Another idea is this:cdef void* p p = ROOT.AddressOf(h)[0] # assuming here that long -> void* is fine # and does not just take the PyObject* address cy_h = <TH1D*>pDunno whether it will like that last cast. If the former fails to properly initialize p, but the cast works, then perhaps “cdef long p” would work instead.

Cheers,
Wim

It works, thanks a lot!
The cdef long p did the trick, here is the entire fill_histogram.pyx:

# distutils: language = c++
# fill_histogram.pyx

from ROOT import AddressOf
import ROOT
import cython


cdef extern from "TH1D.h":# namespace "TH1D":
    cdef cppclass TH1D:
        TH1D()
        int Fill(double)

def fill_histogram(hist_in):
    cdef long p = ROOT.AddressOf(hist_in)[0]
    cy_h = <TH1D*> p
    cdef i
    for i in range(100):
        cy_h.Fill(1.0)

And here are some the results for looping over the Fill function 100 times, once in cython, once in python:

# main.py
# do
# $ export LD_LIBRARY_PATH=/home/christian/root/lib
# befor running with:
# $ python main.py
from fill_histogram import fill_histogram
from ROOT import TH1F
import timeit

def dumb_fill():
    hist = TH1F("test", "test", 10, 0, 10)
    for i in range(100):
        hist.Fill(1.0)
    #print hist.Integral()

def smart_fill():
    hist = TH1F("test", "test", 10, 0, 10)
    fill_histogram(hist)
    #print hist.Integral()

if __name__ == '__main__':
    print 'Pure python:'
    print timeit.timeit("dumb_fill()", number=10,
                        setup="from __main__ import dumb_fill")
    print 'With cython:'
    print timeit.timeit("smart_fill()", number=10,
                        setup="from __main__ import smart_fill")
Pure python:
0.00605702400208
With cython:
0.000319957733154

I would say this is a very neat improvement! Now I just have to make it work with the slightly more complicated case of THnSparseD when I find time.

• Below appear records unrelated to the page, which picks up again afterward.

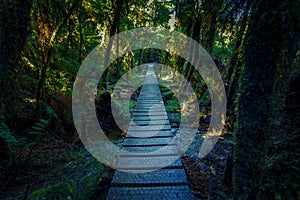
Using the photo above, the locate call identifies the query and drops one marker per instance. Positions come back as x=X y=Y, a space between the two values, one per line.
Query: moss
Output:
x=51 y=192
x=85 y=188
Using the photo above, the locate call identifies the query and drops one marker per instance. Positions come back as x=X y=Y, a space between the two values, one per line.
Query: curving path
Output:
x=149 y=131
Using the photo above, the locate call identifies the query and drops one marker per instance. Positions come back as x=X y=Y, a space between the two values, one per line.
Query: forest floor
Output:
x=61 y=169
x=65 y=169
x=69 y=170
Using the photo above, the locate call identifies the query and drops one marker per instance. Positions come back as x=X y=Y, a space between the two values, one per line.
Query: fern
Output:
x=6 y=135
x=49 y=110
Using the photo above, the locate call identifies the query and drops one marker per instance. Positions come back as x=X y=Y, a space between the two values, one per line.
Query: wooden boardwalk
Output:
x=148 y=132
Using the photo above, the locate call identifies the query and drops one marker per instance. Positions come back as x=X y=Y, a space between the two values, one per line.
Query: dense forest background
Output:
x=255 y=45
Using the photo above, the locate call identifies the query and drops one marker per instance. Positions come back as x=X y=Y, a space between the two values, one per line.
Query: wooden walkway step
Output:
x=151 y=174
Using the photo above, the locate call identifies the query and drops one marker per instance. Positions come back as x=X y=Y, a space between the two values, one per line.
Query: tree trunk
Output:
x=15 y=18
x=262 y=49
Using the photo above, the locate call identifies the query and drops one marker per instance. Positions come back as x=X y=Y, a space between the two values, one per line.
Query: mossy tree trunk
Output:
x=262 y=51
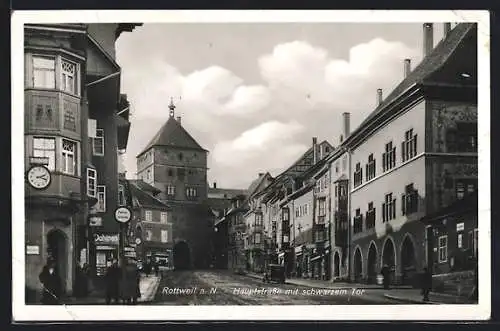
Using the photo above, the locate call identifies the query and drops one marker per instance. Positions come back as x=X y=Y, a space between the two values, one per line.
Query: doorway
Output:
x=57 y=250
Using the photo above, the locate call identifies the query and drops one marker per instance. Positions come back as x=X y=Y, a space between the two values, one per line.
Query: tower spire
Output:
x=171 y=106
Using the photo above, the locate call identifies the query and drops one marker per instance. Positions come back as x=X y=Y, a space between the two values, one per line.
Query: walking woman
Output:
x=113 y=275
x=51 y=282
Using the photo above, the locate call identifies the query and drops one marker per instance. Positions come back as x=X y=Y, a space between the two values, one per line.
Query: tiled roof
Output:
x=172 y=134
x=144 y=198
x=429 y=64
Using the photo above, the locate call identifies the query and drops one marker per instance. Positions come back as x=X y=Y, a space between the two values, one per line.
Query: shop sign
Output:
x=95 y=221
x=122 y=214
x=33 y=250
x=112 y=239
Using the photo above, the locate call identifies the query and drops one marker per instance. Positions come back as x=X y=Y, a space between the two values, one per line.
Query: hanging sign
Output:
x=123 y=214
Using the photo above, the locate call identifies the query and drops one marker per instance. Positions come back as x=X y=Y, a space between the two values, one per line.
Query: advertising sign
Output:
x=106 y=238
x=123 y=214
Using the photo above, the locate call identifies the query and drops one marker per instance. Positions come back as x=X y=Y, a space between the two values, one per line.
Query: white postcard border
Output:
x=23 y=312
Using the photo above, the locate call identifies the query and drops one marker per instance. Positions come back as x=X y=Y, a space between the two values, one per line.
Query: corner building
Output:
x=415 y=154
x=62 y=62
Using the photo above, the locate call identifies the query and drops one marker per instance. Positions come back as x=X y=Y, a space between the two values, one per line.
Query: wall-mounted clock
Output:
x=39 y=177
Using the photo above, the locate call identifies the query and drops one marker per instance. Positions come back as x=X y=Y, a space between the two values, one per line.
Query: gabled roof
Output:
x=172 y=134
x=429 y=64
x=144 y=199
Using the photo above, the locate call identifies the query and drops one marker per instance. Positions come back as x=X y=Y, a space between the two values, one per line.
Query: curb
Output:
x=408 y=300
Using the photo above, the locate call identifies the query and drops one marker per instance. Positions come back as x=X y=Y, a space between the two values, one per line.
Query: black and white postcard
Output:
x=262 y=165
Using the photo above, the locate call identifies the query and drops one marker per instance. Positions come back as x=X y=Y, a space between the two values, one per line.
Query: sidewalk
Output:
x=148 y=286
x=401 y=294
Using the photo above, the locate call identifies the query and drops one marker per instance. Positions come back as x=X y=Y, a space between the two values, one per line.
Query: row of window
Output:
x=408 y=151
x=54 y=72
x=301 y=211
x=409 y=204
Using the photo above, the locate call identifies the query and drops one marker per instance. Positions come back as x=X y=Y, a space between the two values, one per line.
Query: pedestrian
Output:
x=112 y=278
x=157 y=268
x=386 y=275
x=130 y=283
x=426 y=284
x=51 y=283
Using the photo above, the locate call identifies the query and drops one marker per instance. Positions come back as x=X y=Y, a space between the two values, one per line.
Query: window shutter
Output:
x=384 y=214
x=393 y=159
x=92 y=128
x=403 y=150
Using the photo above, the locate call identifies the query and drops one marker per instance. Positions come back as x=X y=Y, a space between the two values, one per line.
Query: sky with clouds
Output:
x=254 y=95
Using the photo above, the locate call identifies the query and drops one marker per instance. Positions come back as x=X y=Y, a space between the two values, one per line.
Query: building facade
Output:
x=425 y=133
x=176 y=164
x=70 y=79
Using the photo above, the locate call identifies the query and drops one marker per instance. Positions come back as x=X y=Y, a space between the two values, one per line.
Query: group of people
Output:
x=121 y=283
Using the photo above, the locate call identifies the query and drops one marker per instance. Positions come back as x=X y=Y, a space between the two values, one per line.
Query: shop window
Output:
x=443 y=249
x=91 y=182
x=98 y=142
x=44 y=72
x=69 y=157
x=46 y=148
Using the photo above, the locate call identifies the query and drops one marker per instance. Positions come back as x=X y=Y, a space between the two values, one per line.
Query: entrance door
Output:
x=57 y=250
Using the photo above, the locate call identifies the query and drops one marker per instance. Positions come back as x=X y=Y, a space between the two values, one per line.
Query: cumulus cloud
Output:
x=250 y=128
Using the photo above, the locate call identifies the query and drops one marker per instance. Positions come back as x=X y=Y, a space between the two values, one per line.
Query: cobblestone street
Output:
x=225 y=288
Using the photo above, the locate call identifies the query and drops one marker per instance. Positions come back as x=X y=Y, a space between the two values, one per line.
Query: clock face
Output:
x=39 y=177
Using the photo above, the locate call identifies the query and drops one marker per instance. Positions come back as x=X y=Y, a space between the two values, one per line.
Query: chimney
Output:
x=379 y=96
x=346 y=129
x=428 y=38
x=407 y=67
x=315 y=150
x=447 y=29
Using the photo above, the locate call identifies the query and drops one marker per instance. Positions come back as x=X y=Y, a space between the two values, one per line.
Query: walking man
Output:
x=51 y=283
x=112 y=282
x=426 y=284
x=386 y=274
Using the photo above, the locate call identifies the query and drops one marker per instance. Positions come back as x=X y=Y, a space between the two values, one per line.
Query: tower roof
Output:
x=172 y=134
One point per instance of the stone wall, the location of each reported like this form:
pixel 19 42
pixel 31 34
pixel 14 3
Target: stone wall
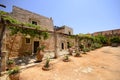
pixel 65 29
pixel 27 17
pixel 115 32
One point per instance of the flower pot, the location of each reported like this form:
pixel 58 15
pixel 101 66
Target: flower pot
pixel 14 76
pixel 46 68
pixel 66 60
pixel 114 44
pixel 10 66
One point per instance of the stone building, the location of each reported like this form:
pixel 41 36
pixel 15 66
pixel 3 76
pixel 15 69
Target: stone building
pixel 108 33
pixel 19 44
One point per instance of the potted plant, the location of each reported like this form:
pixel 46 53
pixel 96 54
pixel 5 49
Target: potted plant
pixel 66 58
pixel 10 64
pixel 115 41
pixel 47 66
pixel 40 54
pixel 77 54
pixel 14 73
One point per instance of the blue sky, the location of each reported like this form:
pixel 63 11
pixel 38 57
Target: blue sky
pixel 84 16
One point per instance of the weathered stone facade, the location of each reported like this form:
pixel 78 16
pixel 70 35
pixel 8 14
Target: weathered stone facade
pixel 19 44
pixel 108 33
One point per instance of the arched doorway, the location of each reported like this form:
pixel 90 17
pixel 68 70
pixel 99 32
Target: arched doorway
pixel 62 45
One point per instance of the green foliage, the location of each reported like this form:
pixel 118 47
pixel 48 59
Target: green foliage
pixel 100 39
pixel 3 13
pixel 96 45
pixel 25 31
pixel 14 71
pixel 47 63
pixel 10 62
pixel 42 47
pixel 115 40
pixel 66 57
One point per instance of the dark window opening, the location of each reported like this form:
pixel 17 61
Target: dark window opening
pixel 27 40
pixel 62 45
pixel 69 33
pixel 34 22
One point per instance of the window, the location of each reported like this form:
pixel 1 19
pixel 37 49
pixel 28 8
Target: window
pixel 69 33
pixel 62 45
pixel 27 40
pixel 34 22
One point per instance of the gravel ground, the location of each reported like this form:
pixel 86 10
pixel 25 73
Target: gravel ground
pixel 100 64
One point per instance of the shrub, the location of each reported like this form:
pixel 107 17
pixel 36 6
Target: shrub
pixel 14 71
pixel 115 40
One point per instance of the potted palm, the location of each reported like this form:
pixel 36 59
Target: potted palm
pixel 10 64
pixel 47 66
pixel 40 54
pixel 14 73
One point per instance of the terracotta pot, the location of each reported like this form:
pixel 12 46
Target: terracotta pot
pixel 46 68
pixel 70 51
pixel 14 76
pixel 66 60
pixel 10 66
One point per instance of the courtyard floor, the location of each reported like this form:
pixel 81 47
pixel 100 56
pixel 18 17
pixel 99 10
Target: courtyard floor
pixel 100 64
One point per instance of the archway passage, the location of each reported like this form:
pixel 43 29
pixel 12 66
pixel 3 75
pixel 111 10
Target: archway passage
pixel 36 45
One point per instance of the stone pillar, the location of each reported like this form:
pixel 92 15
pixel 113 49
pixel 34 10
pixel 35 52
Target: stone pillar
pixel 4 60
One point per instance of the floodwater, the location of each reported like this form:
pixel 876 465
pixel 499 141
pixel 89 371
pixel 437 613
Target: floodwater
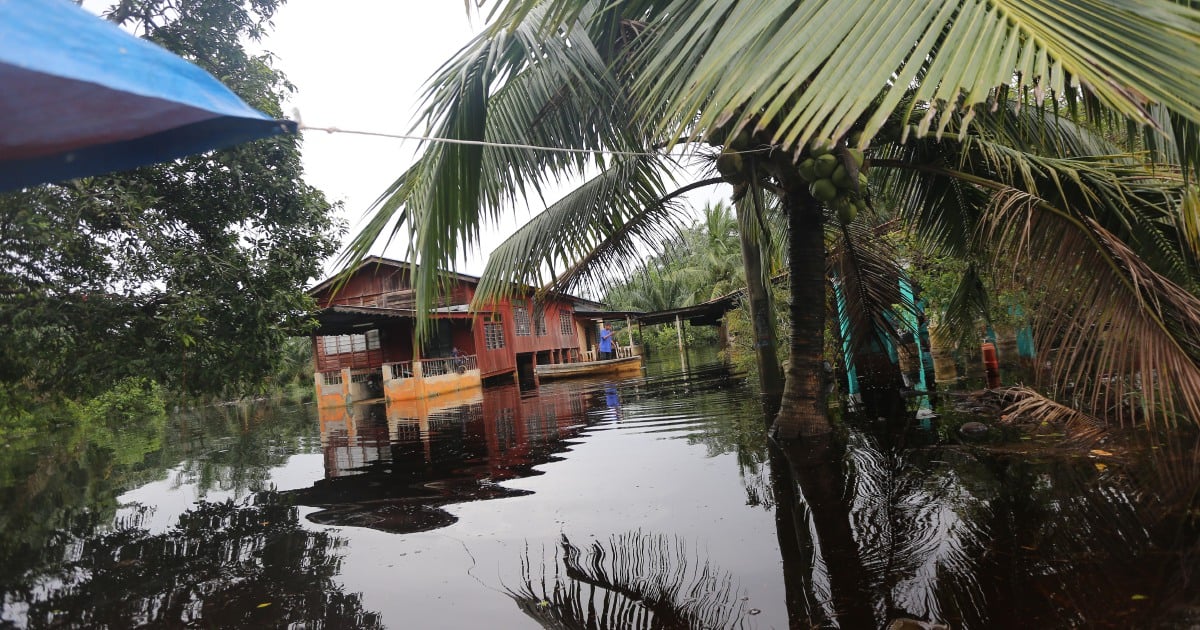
pixel 654 502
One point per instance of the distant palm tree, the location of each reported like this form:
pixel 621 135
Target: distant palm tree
pixel 935 91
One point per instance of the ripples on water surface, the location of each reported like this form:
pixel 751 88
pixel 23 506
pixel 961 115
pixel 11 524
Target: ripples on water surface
pixel 647 503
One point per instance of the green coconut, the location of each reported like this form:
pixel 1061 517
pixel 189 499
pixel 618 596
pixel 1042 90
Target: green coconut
pixel 841 178
pixel 846 210
pixel 825 165
pixel 808 169
pixel 823 190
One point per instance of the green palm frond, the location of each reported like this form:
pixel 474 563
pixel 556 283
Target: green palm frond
pixel 591 234
pixel 814 69
pixel 1129 336
pixel 868 273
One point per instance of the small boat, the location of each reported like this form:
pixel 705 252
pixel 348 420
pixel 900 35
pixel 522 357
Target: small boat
pixel 588 369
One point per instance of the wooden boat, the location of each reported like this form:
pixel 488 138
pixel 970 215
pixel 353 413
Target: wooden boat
pixel 589 369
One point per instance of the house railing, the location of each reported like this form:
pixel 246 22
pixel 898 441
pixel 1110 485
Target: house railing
pixel 436 367
pixel 400 370
pixel 432 367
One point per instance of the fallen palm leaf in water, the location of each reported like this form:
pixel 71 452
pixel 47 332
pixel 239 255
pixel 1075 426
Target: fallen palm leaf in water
pixel 634 581
pixel 1029 406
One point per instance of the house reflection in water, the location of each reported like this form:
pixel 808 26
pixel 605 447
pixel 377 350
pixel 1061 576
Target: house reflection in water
pixel 393 466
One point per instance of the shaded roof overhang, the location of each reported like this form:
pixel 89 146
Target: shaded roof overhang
pixel 702 315
pixel 358 319
pixel 342 319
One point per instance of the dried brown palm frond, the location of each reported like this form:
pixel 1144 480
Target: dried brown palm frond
pixel 1127 337
pixel 1027 405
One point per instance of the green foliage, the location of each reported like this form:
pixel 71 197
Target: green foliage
pixel 191 271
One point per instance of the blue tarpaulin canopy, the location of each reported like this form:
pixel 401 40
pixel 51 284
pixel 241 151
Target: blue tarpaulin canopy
pixel 79 96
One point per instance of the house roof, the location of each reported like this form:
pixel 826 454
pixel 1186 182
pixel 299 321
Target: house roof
pixel 357 319
pixel 383 262
pixel 462 277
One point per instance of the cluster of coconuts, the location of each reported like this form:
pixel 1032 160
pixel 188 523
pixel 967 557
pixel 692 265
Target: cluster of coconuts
pixel 833 174
pixel 835 179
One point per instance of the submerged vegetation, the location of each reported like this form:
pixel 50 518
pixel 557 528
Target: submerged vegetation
pixel 191 274
pixel 993 132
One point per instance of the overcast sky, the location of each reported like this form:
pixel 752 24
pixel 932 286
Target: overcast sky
pixel 360 65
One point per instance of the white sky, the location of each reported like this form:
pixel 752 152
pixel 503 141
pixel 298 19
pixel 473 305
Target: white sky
pixel 361 65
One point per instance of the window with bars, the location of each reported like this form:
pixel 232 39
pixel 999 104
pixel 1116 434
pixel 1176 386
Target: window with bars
pixel 348 343
pixel 520 318
pixel 493 335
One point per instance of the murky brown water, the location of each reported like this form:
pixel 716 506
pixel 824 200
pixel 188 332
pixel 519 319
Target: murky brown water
pixel 647 503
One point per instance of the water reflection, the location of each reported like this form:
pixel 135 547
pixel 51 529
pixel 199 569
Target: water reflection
pixel 222 565
pixel 654 502
pixel 393 466
pixel 975 538
pixel 634 581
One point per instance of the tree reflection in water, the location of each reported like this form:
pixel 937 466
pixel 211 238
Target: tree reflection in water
pixel 222 565
pixel 635 581
pixel 977 538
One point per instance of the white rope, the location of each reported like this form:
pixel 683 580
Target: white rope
pixel 301 126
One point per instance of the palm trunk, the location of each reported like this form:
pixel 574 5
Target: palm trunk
pixel 762 313
pixel 803 406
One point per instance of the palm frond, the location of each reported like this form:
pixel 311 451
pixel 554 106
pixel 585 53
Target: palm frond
pixel 589 235
pixel 1129 337
pixel 868 274
pixel 1027 405
pixel 814 69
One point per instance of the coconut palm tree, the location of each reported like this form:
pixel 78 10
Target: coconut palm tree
pixel 617 90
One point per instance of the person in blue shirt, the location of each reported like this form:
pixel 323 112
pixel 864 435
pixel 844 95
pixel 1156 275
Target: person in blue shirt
pixel 606 342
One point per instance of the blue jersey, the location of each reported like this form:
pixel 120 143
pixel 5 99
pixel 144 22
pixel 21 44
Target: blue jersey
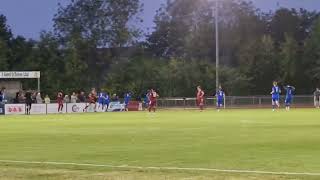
pixel 101 98
pixel 127 98
pixel 289 92
pixel 276 92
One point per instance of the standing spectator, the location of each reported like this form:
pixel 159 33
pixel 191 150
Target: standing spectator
pixel 66 99
pixel 317 98
pixel 47 99
pixel 16 99
pixel 34 96
pixel 2 95
pixel 21 97
pixel 73 98
pixel 39 99
pixel 81 97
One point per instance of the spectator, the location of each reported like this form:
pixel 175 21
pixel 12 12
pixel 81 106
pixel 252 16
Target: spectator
pixel 47 99
pixel 81 97
pixel 115 98
pixel 66 99
pixel 2 95
pixel 317 98
pixel 39 99
pixel 34 96
pixel 21 98
pixel 16 99
pixel 73 98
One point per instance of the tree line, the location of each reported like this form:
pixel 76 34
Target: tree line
pixel 99 44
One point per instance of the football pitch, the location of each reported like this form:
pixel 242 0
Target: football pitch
pixel 231 144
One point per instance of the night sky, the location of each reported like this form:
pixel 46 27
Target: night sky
pixel 29 17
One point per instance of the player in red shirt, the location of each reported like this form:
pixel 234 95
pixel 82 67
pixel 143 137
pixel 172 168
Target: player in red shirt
pixel 153 100
pixel 60 102
pixel 200 98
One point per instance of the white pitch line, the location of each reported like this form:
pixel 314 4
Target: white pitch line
pixel 163 168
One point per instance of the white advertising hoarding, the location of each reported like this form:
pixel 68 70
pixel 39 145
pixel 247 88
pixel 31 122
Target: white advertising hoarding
pixel 19 74
pixel 15 109
pixel 38 109
pixel 53 108
pixel 76 107
pixel 116 106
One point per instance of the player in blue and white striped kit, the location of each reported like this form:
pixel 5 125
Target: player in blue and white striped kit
pixel 289 96
pixel 275 95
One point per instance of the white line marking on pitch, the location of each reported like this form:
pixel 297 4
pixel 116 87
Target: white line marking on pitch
pixel 162 168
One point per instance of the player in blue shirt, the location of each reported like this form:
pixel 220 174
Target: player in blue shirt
pixel 289 95
pixel 220 98
pixel 275 95
pixel 127 98
pixel 101 100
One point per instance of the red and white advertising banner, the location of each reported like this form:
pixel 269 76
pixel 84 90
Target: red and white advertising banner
pixel 38 109
pixel 53 108
pixel 15 109
pixel 76 107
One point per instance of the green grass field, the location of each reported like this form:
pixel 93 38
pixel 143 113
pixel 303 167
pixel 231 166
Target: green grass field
pixel 255 140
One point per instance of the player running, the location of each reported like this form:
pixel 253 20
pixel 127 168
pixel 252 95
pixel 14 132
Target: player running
pixel 317 98
pixel 107 101
pixel 275 96
pixel 101 100
pixel 200 98
pixel 60 102
pixel 92 101
pixel 127 98
pixel 220 95
pixel 152 100
pixel 28 100
pixel 289 95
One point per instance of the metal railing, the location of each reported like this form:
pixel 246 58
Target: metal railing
pixel 235 102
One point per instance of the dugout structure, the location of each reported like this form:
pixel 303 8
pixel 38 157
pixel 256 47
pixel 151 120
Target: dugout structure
pixel 21 75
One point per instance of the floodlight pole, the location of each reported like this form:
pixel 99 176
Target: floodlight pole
pixel 217 45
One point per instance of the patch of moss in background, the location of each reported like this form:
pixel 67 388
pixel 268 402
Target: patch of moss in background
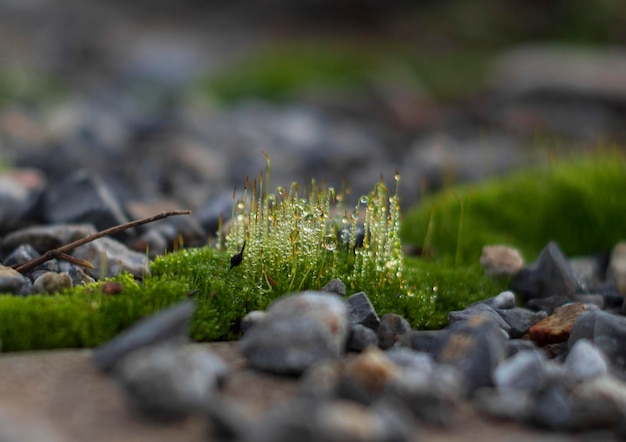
pixel 579 203
pixel 288 71
pixel 27 86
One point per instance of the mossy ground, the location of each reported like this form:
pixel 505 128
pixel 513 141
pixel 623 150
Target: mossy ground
pixel 578 203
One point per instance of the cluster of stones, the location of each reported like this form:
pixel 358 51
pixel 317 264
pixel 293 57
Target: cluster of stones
pixel 557 363
pixel 74 208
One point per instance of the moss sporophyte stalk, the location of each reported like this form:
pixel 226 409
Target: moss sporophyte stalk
pixel 301 239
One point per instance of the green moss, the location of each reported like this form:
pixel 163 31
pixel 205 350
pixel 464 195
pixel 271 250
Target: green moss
pixel 286 71
pixel 83 316
pixel 27 86
pixel 578 203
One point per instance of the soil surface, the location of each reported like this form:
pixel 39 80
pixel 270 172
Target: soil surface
pixel 59 396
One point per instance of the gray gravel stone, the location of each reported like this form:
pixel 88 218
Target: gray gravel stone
pixel 44 238
pixel 20 255
pixel 526 370
pixel 83 197
pixel 503 300
pixel 501 261
pixel 423 340
pixel 553 408
pixel 250 319
pixel 361 337
pixel 599 402
pixel 512 404
pixel 475 347
pixel 391 329
pixel 297 331
pixel 12 281
pixel 170 381
pixel 550 275
pixel 170 324
pixel 361 311
pixel 606 331
pixel 585 362
pixel 479 309
pixel 335 286
pixel 520 320
pixel 111 257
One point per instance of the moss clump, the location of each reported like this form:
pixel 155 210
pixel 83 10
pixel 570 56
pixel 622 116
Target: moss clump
pixel 577 202
pixel 83 316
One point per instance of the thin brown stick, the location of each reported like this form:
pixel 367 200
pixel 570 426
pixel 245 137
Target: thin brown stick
pixel 60 251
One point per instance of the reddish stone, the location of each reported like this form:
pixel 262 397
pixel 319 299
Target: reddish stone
pixel 556 327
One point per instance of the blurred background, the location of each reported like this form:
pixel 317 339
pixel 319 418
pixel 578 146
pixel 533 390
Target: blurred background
pixel 172 103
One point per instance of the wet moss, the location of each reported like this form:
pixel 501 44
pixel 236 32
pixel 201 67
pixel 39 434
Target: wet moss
pixel 579 203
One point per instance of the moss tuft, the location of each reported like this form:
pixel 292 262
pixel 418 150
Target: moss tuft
pixel 578 203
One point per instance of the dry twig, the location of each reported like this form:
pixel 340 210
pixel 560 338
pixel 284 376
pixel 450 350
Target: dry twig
pixel 62 252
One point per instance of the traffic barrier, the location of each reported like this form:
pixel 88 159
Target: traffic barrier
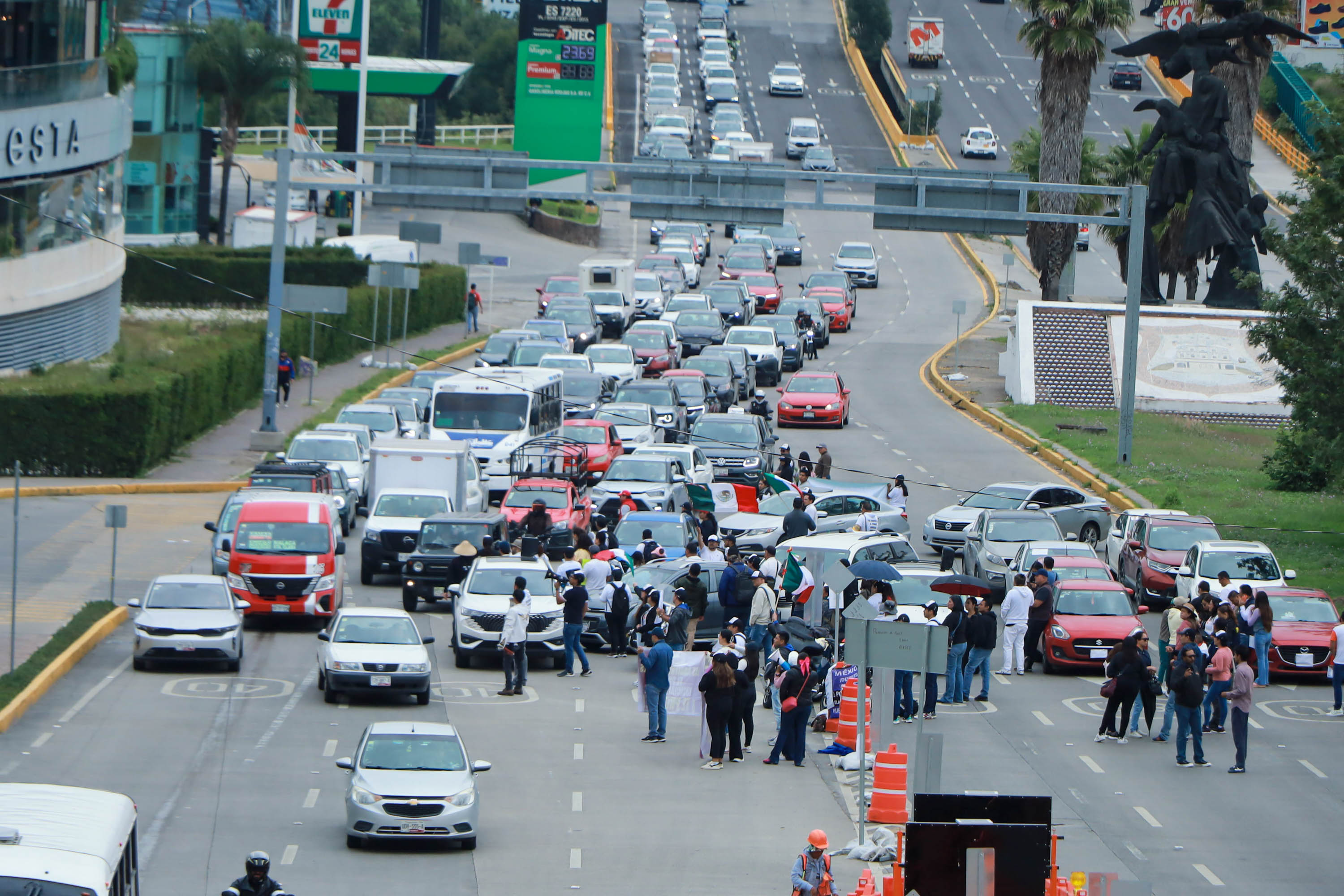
pixel 847 727
pixel 889 788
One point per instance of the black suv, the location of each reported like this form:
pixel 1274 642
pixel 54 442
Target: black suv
pixel 738 447
pixel 433 566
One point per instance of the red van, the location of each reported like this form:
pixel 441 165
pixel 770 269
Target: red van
pixel 287 558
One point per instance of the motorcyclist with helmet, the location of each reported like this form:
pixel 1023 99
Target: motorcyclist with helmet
pixel 257 882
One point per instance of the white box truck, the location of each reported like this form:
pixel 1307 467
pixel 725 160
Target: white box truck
pixel 607 277
pixel 925 39
pixel 448 466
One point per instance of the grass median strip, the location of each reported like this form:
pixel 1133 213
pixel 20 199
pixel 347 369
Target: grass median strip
pixel 15 681
pixel 1210 469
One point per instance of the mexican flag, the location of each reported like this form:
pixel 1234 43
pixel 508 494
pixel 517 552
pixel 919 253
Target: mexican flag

Thanks again Wim for the help!

Hi Christian,

That’s a nice speed improvement. If you want to see other code that uses ROOT and cython you might find some of the source code in https://github.com/rootpy/root_numpy useful.

(specifically in https://github.com/rootpy/root_numpy/tree/master/root_numpy/src)

cheers!
Noel

Thanks for the tip, Noel! (and thanks for rootpy!)
Unfortunately, I am rather swamped right now and have to admit that performance improvements of my code have a rather low priority at the moment. That being said, I can only recommend using the TPySelector to everyone running a local analysis! Especially if one were to keep possible cython optimization in mind right from the start (eg. generators do not work in cython).